Kristen Nishimi, PhD, dari UCSF Weill Institute for Neurosciences dan San Francisco VA Health Care System, menjelaskan bahwa kasus terobosan dalam kelompok yang lebih tua mungkin disebabkan oleh penurunan respons imunologis terhadap vaksin yang telah dikaitkan dengan beberapa gangguan kejiwaan.

Mengapa lebih berisiko?

Para peneliti juga mengatakan bahwa temuan itu mungkin terkait dengan perilaku berisiko yang sering dikaitkan dengan beberapa kondisi gangguan mental, menurut rilis tersebut.

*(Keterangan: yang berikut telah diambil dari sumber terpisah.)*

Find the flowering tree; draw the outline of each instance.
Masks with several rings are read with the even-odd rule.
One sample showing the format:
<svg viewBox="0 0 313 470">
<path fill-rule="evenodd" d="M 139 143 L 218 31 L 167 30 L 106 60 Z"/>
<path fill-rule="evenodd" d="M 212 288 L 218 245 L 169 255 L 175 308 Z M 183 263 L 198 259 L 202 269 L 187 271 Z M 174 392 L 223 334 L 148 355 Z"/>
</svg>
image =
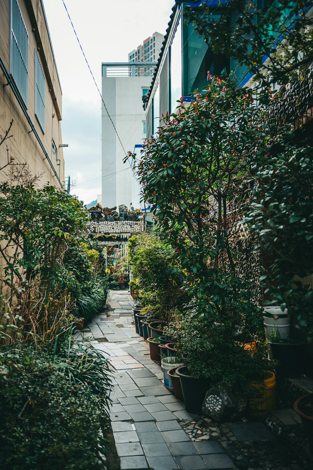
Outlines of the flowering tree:
<svg viewBox="0 0 313 470">
<path fill-rule="evenodd" d="M 242 205 L 251 160 L 275 142 L 277 123 L 256 107 L 252 94 L 211 78 L 205 96 L 164 117 L 159 134 L 144 146 L 137 172 L 144 197 L 175 247 L 189 281 L 212 321 L 249 313 L 248 280 L 238 275 Z"/>
</svg>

Nishimi yang merupakan penulis pertama studi tersebut juga mengindikasikan bahwa penjelasan lain yang mungkin untuk temuan ini adalah bahwa orang dewasa yang lebih tua dengan gangguan kejiwaan biasanya sering menerima perawatan langsung.

"Ini dapat meningkatkan interaksi mereka dengan sistem perawatan kesehatan sehingga terpapar Covid-19," tuturnya.

Sementara itu, Aoife O'Donovan PhD dari UCSF Weill Institute for Neurosciences dan San Francisco VA Health Care System mengatakan bahwa penelitian mereka menunjukkan bahwa peningkatan infeksi terobosan pada orang dengan gangguan kejiwaan tidak dapat sepenuhnya dijelaskan oleh faktor sosio-demografis atau kondisi yang sudah ada sebelumnya.

O'Donovan yang merupakan penulis senior studi tersebut juga mengatakan, kemungkinan kekebalan setelah vaksinasi berkurang lebih cepat atau lebih kuat untuk orang dengan gangguan kejiwaan dan/atau mereka dapat memiliki perlindungan yang lebih sedikit terhadap varian yang lebih baru. Jadi, penting untuk mempertimbangkan kesehatan mental dalam hubungannya dengan faktor risiko lain dan pasien tertentu harus diprioritaskan untuk booster dan upaya pencegahan penting lainnya.